Safdar, S. - Presenter, Georgia Tech
Taite, L. J. - Presenter, Georgia Institute of Technoloy

Glioblastoma multiforme (GBM) is the most common and aggressive malignant primary brain tumor in adults[1]. Patients diagnosed with the disease have a median survival of only 12 months, and 5 year survival is less than 5% [2].  The ability of glioma cells to rapidly disperse and invade healthy brain tissue coupled with their high resistance to chemotherapy and radiotherapy have resulted in extremely poor prognosis among patients. In this study we developed an innovative treatment for GBM. We designed nitric oxide (NO) donors which were able to target and deliver NO specifically to tumor cells, hence attacking not only the tumor mass but also the infiltrating cells. NO, in addition to being cytotoxic is also able to increase the permeability of the blood brain barrier and sensitize cells to radiation [3,4].

The first step in developing glioma specific NO-releasing peptides was the identification of glioma targeting peptide sequences.  Two such sequences were identified: a 36-amino acid protein, chlorotoxin (CTX), isolated from scorpion venom and a 12 amino acid peptide sequence VTWTPQAWFQWV (VTW) [5,6]. To convert the targeting sequences into NO donors they were reacted with NO gas in a hypoxic environment for 24 hours [7]. The NO reacted with the free amines on the targeting sequence to form diazeniumdiolates, which in aqueous environments release NO. Measurements from a NO microsensor showed that both biomolecules released NO for over 6 days and over 75% of the NO was released in the first 72 hours.

Tumor targeting abilities of VTW and chlorotoxin subsequent to the reaction with NO were assessed using fluorescence labeling techniques. For this purpose CTX and VTW were labeled with Fluorescein isothiocyanate (FITC) and subsequently reacted with NO. The glioma cells (T98 and U87) and the control cells were incubated with the FITC labeled biomolecules.

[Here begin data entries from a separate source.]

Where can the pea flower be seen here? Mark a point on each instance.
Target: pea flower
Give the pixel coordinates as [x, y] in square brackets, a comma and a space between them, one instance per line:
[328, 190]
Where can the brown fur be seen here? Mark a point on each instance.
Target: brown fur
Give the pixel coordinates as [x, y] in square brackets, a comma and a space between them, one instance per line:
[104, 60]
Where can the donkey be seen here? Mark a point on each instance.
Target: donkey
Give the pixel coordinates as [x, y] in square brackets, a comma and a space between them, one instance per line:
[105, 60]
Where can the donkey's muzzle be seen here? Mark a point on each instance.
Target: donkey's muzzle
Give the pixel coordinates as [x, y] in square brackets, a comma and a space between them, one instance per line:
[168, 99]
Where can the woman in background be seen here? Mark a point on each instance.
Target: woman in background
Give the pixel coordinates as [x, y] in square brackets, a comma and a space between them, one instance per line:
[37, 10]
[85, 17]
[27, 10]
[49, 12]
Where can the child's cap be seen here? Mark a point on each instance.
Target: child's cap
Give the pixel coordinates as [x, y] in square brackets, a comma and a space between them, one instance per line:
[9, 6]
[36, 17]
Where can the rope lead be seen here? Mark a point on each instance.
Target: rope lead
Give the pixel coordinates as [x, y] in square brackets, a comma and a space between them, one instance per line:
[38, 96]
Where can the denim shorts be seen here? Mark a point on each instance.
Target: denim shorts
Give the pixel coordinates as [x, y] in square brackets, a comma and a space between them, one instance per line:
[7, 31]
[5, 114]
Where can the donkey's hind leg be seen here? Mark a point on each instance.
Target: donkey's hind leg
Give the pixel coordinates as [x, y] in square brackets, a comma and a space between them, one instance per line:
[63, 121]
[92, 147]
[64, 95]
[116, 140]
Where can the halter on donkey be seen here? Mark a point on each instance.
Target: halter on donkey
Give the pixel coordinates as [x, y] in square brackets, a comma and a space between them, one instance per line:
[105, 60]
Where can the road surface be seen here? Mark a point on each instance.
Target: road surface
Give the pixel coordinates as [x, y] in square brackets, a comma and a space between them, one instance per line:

Fluorescence microscopy showed that both VTW and CTX exhibited high binding to the tumor cells and minimal binding to the control cells. To assess the effect of NO on the proliferation of cells, the glioma cells and normal human astrocytes (NHA) were incubated with varying concentrations of CTX-NO or VTW-NO for 48 hours, after which the cells were counted. The proliferation assays showed that both NO donors were able to decrease the proliferation of tumor cells, while the proliferation of NHAs was not affected (Fig 1).

In this study we were able to couple the targeting ability of the biomolecules with their NO releasing capabilities to provide a more efficient NO delivery method, thereby developing an improved treatment for GBM.